La llegada de la gasolina iraní fue un salvavidas que sirvió para poco. La escasez de gasolina cada vez es mayor a la par con el aumento de las colas de vehículos en las estaciones de servicio. Aunado a esto, ciudadanos reportan que sus carros han empezado a mostrar fallas al haber sido llenados con gasolina de esta procedencia.

Según un reportaje realizado por el medio El Pitazo, de 1.018 participantes en una encuesta a través de Twitter, 39% reportaron que sus vehículos habían fallado luego de haber surtido con la gasolina iraní que suministraban en las estaciones de servicio a lo largo del país, con la llegada de los buques iraníes que llevaban consigo dicho combustible.

En dicha encuesta, 31% afirmó que la gasolina se evapora más rápido, 23% aseveró que no han tenido fallas en sus carros y 7%, que las fallas ocurrieron de manera momentánea. Sin embargo, luego de tres meses, y para mal de todo el parque automotor venezolano, Eudis Girot, director ejecutivo de la Federación Unitaria de Trabajadores Petroleros de Venezuela (Futpv), dijo el 2 de agosto, que la escasez de combustible en el país se debe a quela gasolina de Irán se acabó y las refinerías continúan inoperativas.

Importar gasolina es antieconómico

 Para el economista e investigador petrolero en Venezuela, Carlos Mendoza Potellá, “importar petróleo iraní no es sostenible para Venezuela porque no podemos vivir de una exportación que tiene que cruzar el océano índico y atlántico para llegar aquí”. El economista tildó esta medida con una de las cosas más “antieconómicas” que se pueden hacer.

Además, explicó que la importación se termina haciendo como consecuencia de la emergencia que existe con respecto a la escasez de gasolina en el país y las sanciones de parte de Estados Unidos. A pesar de esto, Potellá reconoció que “ni Irán tiene la capacidad para sostener las exportaciones de combustible a Venezuela, ni nosotros tenemos como pagarlo”

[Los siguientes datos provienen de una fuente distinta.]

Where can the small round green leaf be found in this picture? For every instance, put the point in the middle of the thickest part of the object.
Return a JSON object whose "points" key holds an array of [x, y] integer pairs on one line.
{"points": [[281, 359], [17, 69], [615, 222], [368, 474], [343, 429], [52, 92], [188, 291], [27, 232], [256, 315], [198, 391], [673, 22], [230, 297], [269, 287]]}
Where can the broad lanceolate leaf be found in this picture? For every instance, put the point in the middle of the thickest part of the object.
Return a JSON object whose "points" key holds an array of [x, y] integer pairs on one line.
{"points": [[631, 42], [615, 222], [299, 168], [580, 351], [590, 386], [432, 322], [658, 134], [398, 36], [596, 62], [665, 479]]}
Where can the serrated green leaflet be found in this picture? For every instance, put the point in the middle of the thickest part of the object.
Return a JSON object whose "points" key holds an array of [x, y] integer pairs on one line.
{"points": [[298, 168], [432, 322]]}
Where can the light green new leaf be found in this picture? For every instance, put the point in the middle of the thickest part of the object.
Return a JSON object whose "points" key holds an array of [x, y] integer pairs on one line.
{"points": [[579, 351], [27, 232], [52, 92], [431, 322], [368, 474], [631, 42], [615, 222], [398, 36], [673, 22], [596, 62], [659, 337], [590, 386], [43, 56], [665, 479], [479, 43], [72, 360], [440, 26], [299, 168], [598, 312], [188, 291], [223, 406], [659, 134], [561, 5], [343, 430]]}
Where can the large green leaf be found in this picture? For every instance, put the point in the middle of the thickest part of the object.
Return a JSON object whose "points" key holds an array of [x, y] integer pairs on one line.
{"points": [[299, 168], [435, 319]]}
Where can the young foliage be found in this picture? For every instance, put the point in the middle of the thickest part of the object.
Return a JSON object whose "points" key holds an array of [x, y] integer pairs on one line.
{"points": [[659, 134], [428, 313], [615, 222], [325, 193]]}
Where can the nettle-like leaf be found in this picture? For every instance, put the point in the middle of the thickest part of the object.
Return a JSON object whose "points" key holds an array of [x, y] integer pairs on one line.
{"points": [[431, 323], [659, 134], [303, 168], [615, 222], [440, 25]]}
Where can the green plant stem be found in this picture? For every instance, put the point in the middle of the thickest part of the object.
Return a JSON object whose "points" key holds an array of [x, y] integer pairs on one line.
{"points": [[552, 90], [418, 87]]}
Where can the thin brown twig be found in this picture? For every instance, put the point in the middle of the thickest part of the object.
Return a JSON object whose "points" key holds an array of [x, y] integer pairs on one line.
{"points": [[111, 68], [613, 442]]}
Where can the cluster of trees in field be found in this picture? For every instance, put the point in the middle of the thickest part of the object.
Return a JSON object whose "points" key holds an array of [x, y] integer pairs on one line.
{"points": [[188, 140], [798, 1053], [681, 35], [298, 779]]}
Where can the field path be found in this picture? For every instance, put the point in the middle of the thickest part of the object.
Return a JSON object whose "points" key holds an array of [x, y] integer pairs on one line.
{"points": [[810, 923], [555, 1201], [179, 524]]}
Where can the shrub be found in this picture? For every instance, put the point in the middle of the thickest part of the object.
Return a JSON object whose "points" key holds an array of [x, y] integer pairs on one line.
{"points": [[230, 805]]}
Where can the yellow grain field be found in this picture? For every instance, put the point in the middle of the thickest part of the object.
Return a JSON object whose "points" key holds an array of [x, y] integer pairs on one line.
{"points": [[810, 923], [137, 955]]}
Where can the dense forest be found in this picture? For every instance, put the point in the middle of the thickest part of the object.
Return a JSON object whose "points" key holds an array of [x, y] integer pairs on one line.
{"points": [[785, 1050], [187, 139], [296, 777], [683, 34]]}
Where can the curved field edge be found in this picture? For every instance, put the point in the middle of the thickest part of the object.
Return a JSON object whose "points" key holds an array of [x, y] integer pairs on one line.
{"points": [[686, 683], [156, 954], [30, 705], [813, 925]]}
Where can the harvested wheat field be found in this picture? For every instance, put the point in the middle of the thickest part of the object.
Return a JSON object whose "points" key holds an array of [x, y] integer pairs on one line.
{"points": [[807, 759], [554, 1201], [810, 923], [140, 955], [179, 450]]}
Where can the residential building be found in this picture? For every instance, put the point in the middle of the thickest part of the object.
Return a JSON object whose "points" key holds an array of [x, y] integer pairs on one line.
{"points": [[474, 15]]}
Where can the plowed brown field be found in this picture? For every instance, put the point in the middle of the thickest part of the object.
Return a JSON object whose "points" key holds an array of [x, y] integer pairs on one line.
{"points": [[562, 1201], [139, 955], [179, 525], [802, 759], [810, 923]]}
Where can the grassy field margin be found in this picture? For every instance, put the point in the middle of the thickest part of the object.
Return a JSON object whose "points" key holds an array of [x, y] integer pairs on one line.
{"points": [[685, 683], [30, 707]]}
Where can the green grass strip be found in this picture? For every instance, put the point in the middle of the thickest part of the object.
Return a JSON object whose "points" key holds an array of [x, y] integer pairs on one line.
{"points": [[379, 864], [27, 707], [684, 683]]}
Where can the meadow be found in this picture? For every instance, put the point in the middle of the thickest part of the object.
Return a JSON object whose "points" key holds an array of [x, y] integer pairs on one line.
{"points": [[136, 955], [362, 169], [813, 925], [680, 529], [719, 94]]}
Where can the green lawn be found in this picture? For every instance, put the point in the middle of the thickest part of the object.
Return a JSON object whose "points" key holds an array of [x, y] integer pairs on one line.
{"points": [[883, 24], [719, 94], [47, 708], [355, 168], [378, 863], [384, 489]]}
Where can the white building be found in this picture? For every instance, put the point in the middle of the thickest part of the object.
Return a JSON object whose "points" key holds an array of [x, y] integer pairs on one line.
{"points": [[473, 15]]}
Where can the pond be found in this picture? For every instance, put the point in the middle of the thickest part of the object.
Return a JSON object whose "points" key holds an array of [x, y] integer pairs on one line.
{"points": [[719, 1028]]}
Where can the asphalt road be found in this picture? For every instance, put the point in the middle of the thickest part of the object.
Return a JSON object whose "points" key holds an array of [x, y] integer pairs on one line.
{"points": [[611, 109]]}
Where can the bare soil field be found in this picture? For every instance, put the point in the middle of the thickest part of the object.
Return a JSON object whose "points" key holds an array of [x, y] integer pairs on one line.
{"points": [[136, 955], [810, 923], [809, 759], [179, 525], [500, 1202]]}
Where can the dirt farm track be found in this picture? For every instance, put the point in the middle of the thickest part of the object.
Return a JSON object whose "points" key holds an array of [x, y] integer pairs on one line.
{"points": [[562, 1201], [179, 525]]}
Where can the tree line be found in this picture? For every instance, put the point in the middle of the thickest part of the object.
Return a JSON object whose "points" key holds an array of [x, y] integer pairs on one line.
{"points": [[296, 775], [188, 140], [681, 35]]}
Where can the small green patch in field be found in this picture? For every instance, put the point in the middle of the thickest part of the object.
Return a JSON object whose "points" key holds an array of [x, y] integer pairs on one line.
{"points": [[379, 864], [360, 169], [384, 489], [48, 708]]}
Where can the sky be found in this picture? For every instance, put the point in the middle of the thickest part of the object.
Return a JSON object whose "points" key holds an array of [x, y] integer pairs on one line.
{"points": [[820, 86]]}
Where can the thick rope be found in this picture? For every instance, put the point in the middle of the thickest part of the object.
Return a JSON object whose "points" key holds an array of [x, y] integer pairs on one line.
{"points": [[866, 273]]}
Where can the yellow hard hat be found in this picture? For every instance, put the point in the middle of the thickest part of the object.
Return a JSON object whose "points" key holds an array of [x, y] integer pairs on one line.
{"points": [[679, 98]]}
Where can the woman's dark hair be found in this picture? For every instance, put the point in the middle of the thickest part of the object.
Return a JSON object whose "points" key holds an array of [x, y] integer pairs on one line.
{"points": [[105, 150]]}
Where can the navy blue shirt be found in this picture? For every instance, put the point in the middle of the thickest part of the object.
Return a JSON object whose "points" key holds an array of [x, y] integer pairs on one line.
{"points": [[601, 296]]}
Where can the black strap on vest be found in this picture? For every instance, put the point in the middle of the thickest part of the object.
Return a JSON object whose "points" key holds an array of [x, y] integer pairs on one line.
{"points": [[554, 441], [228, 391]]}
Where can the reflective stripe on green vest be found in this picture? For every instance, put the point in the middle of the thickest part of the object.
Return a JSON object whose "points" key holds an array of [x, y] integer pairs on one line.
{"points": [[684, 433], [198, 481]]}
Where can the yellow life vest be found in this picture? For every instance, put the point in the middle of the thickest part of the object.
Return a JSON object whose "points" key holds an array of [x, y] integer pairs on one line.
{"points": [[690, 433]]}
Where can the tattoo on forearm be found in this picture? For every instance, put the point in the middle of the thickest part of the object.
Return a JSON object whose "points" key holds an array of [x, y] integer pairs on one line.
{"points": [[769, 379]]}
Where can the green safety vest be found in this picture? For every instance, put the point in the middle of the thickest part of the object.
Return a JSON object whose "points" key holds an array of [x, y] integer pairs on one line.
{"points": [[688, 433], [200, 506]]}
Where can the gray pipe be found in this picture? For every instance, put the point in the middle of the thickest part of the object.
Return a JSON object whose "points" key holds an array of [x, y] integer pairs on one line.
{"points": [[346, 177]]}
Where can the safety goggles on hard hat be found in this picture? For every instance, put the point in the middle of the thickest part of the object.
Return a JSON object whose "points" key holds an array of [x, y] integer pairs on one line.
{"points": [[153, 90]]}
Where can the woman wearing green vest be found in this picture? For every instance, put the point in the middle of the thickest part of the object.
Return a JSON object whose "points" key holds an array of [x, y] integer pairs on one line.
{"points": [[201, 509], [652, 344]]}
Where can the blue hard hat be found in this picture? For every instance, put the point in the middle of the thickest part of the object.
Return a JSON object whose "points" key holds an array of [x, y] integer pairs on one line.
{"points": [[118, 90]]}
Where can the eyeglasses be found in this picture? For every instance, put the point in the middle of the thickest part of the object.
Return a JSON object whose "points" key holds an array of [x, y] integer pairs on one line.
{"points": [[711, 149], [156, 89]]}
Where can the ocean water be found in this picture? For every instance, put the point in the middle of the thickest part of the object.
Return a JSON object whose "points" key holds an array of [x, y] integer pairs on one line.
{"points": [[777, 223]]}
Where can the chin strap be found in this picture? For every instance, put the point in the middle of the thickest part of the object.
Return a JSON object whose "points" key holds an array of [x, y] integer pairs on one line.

Iván Freites, secretario de profesionales y técnicos de la Federación Unitaria de Trabajadores Petroleros de Venezuela (Futpv), aseguró que las plantas productoras de gasolina están deterioradas, por lo que la única forma de producir suficiente combustible para saciar la demanda de los venezolanos es una “gran inversión”, que provenga del sector privado.

La importación de gasolina iraní, además de insostenible, es algo que terminará endeudando más al país que de por sí atraviesa una crisis económica en la que el salario mínimo mensual se encuentra por debajo de la barrera del equivalente a un dólar americano. La única solución viable para contrarrestar la escasez de combustible es la de una cuantiosa inversión o el mantenimiento por parte del Estado de las refinerías, lo cual también requerirá de una gran inversión por el tiempo que tienen sin ser atendidas.

Fallas se deben al octanaje

“Las fallas mecánicas que los conductores han denunciado se deben al diferente octanaje que no llena las especificaciones con las que funcionan los motores de Venezuela”, afirmó Mendoza Potellá, quien alegó que esto influye en el “pistoneo”, que no es más que el desfase en los ciclos que se genera cuando la gasolina explota antes de producir la “chispa” que enciende el vehículo.

“Trabajadores petroleros le hicieron las pruebas pertinentes a la gasolina iraní y arrojó que es de 87 octanos, menor octanaje que la que se produce en las refinerías de Venezuela”, así lo aseveró el medio El Pitazo a través de un artículo. Por su parte, el economista Potellá, comentó que “la capacidad antidetonante de la gasolina es menor a la requerida por los motores de combustión interna vigentes en el parque automotor venezolano, que son de alta compresión, razón por la que necesitan gasolina de alto octanaje”.

El exgerente del Complejo Refinador de Paraguaná (CRP) y profesor universitario Emilio Herrera, expresó que este combustible no es apto para el parque automotor de Venezuela, ya que su octanaje es menor al que requieren los vehículos del país, que es de 91 y 95 octanos.

Que produzcan y no exploten

Desde el punto de vista de Mendoza Potellá, las recomendaciones para que la escasez mejore tienen que ver con “el levantamiento de sanciones, un plan de reconversión de las refinerías, de restituir el mantenimiento periódico y no urgente que solo se hace para ponerlas a producir y que exploten”.

Para él la causa fundamental de todo lo que está pasando son los “10 o 12 años de abandono de las refinerías”, sin embargo, también reconoce que el tema de las sanciones “son determinantes en este problema”, pero no con respecto a la importación, sino en relación con el desarrollo de nuestra capacidad de producción.